Los datos hablan acerca de la abrumadora presencia de las redes sociales en nuestras vidas. El 56,5% de los internautas españoles utiliza las redes para informarse, según el informe «Navegantes en la red» presentado en marzo de este año por la Asociación para la Investigación de Medios de Comunicación (AIMC). Ese mismo estudio señala que el 67,9% de los internautas considera a Internet su fuente fundamental de información. Además, el 62,8% de los encuestados indica que sigue a medios de comunicación en las redes. [1]

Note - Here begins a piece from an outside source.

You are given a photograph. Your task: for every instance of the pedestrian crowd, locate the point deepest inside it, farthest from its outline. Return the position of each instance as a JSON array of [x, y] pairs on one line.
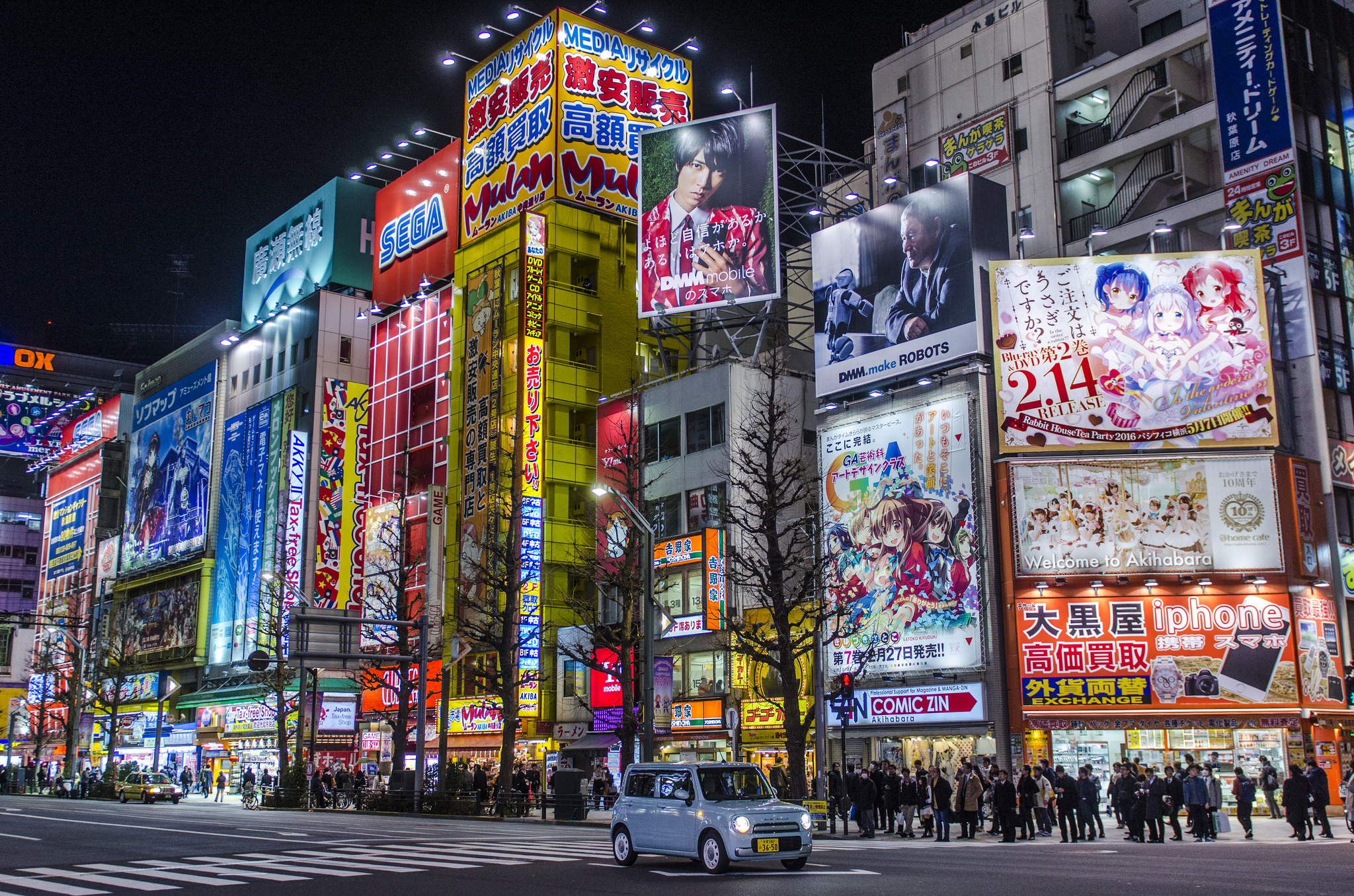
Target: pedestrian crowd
[[1144, 802]]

Las nuevas tecnologías de la información digital e interactiva han cambiado en los tiempos actuales las condiciones en que la opinión pública es generada y transmitida, y en algunos aspectos, por supuesto, el cambio ha sido positivo respecto al modelo que representaban anteriormente los medios de comunicación tradicionales. Estos medios ya no resultan fiables para un gran número de personas. Sabemos que los periódicos y emisoras de radio y televisión convencionales están en su mayoría en manos de enormes grupos de poder que controlan la información, ocultan aquello que no les interesa, manipulan, mienten y difaman de forma sistemática con objeto de crear visiones de la realidad distorsionadas y favorables a los intereses de aquellos sectores políticos y económicos para los que trabajan. Estos medios se limitan a emitir mensajes que los ciudadanos únicamente «reciben» y procesan sin posibilidad de respuesta. Se trata de un proceso donde no se produce una verdadera comunicación, pues para que ésta tenga lugar ha de haber una interacción entre las partes y un equitativo reparto del poder entre las mismas.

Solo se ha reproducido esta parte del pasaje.